Predictive models drive predictions
With the decision management capability of Pega Platform™, you can enhance applications to help optimize business processes, predict customer behavior, analyze natural language, and make informed decisions to better meet customers' needs and to achieve positive business outcomes.
This video introduces you to Pega AI, a feature of the decision management capability of Pega Platform™.
Other decisioning features of the Pega Platform include:
- Decision strategies to improve customer experience and deploy intelligent processes based on behavioral and operational data.
- Data sets to read and write the data used in the decision strategies.
- You can use event strategies to detect patterns in data streams and react to them.
- And to ingest, process, and move data from one or more sources to one or more destinations, you can configure data flows as scalable and resilient data pipelines.
Decision management uses Pega AI to make predictions about customer behavior, successful case completion, the topic of an incoming message, or other subjects to make the decisions more relevant.
Decision management is a Pega Platform capability. You can apply decision management to any application that is built on Pega Platform.
Predictions differ to suit the domain they are used in, but one or more predictive models drive them all.
A data scientist can create a predictive model in Pega Platform or an external environment that can export the model as a PMML or H2O file. Another option is to connect to a machine learning service such as Google ML or AWS SageMaker.

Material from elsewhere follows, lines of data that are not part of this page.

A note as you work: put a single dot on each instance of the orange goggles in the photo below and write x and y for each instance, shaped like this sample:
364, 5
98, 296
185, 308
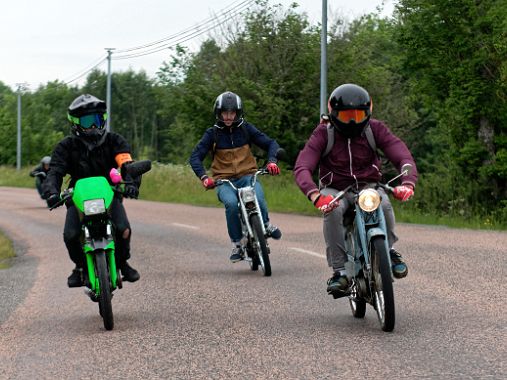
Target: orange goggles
346, 116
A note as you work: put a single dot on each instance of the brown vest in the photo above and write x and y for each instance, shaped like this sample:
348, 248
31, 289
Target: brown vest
233, 163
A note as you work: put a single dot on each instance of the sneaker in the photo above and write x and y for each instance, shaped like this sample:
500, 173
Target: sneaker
129, 273
337, 283
273, 231
236, 255
75, 280
399, 267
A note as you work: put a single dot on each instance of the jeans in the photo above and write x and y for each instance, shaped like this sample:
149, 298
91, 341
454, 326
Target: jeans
229, 197
72, 234
334, 231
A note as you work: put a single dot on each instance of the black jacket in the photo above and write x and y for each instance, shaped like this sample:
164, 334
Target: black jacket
39, 172
71, 156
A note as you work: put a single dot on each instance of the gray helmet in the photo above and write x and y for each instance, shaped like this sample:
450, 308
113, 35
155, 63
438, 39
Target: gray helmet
228, 101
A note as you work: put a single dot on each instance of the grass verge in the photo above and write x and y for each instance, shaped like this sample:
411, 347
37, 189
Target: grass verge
178, 184
6, 251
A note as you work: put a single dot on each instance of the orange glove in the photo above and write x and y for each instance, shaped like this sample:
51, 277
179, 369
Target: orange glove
208, 183
273, 168
403, 193
322, 203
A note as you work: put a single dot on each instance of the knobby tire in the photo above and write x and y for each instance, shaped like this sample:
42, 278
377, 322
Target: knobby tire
105, 307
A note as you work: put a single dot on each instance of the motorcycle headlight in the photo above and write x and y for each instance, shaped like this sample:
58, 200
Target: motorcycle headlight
247, 194
369, 200
94, 207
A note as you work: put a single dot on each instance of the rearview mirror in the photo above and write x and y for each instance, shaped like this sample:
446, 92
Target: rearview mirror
136, 168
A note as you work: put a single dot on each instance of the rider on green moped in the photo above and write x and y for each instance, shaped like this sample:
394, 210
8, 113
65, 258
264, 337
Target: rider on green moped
91, 151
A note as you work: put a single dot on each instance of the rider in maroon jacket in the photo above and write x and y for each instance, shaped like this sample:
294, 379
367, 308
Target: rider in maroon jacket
351, 161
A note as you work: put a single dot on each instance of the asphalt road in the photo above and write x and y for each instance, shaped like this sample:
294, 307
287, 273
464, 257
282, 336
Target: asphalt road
193, 315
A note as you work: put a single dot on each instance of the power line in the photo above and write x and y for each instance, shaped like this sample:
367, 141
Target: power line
85, 71
201, 24
192, 33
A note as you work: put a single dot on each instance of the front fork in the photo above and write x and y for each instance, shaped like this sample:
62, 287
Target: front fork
246, 212
364, 230
93, 247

If an insurance company wants to use Pega Process AI™ to route incoming claims that might be fraudulent to an expert based on the outcome of a predictive model, the data scientist creates a fraud model to drive a new case management prediction in Prediction Studio.

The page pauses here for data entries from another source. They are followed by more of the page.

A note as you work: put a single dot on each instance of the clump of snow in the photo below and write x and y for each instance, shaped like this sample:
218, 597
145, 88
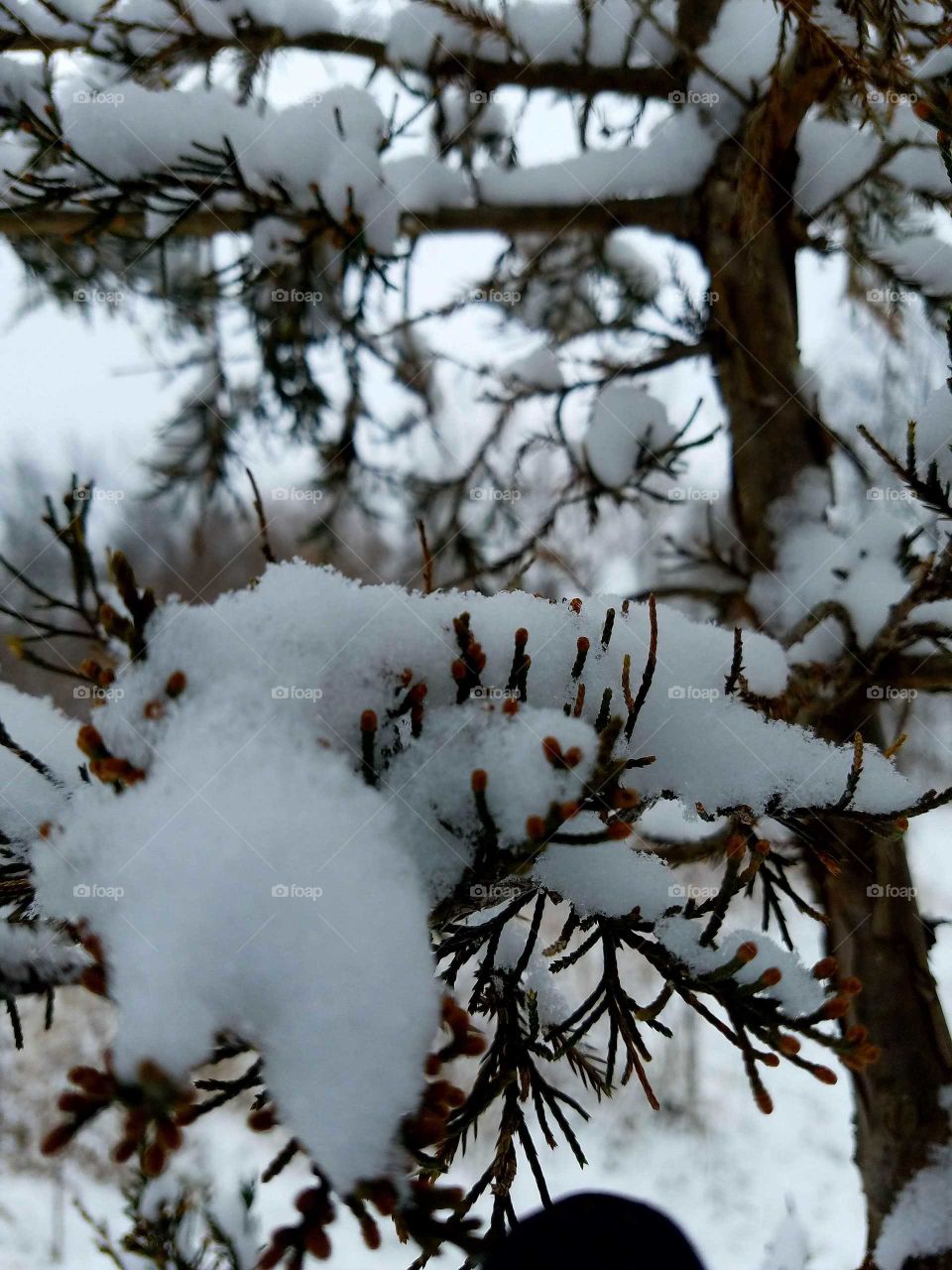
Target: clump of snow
27, 798
789, 1246
823, 558
624, 258
610, 878
797, 992
920, 259
262, 892
537, 370
619, 173
626, 423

Prediction Studio is the dedicated workspace where you manage the life cycle of predictive models and the predictions they drive.
A prediction is a hand-off to an application developer, who can then use the prediction in a decision step in the case type to route cases more accurately. This strengthens the separation of concerns.
You can use Pega Customer Decision Hub™ to make next-best-action decisions for your customers.
Customer Decision Hub predictions can predict customer behavior, such as which customer is about to churn or predict the likelihood that a customer clicks on a web banner to support the decision on which banner to show to a customer.
Pega Adaptive Decision Manager (ADM), a key component of the decision management capability allows a data scientist to configure self-learning, adaptive models that continuously improve predictions about business processes and customer behavior.
An adaptive model rule typically represents many adaptive model instances because each unique combination of the model context generates a model.
In Customer Decision Hub, adaptive models drive many predictions that come with the product out of the box, such as the Predict Web Propensity prediction that predicts the likelihood that a customer clicks a web banner.
Customer Decision Hub predictions have several features specific for the domain, such as a control group for which the prediction outputs a random propensity instead of the propensity that is generated by the adaptive model instance.
Comparison of the control group and the model propensity-based group allows you to measure the lift in a success rate that the AI generates, an important business metric.
Also, Customer Decision Hub predictions feature a response timeout setting. After the timeout expires, a negative response is recorded.
The response timeout setting depends on the use case. For example, in a web use case, several minutes suffice, while in an outbound email campaign, the response timeout is set to several days to allow customers enough time to respond.
You can further enhance the prediction by using the output of a predictive model as a predictor in the adaptive model.
The Pega Customer Service™ application uses the natural language processing capability of decision management to analyze incoming text and route the messages based on the topics and entities detected.
Pega Customer Service uses Text analytics predictions that are distinctly different from both case management predictions and Customer Decision Hub predictions.
Text analytics predictions use predictive models to detect the topic of an incoming message that the application can use to optimize the routing of the message to the relevant department.
Secondly, text analytics predictions use entity extraction models that qualify text as, for example, an account number, a postal ZIP code, or an address.
The application can use this information to fill relevant fields in a case automatically.
Finally, the text analytics predictions come with a sentiment model that can route or prioritize negative messages to improve the customer experience.
Feedback on the detected topics, entities, and sentiment by CSRs improves the performance of the text analytics prediction over time.
This video has concluded. What did it show you?
Pega AI allows you to improve business processes and customer engagement by using predictions.
- Predictive models drive the predictions.
- The predictive models can be static or adaptive.
- Predictions are managed in Prediction Studio.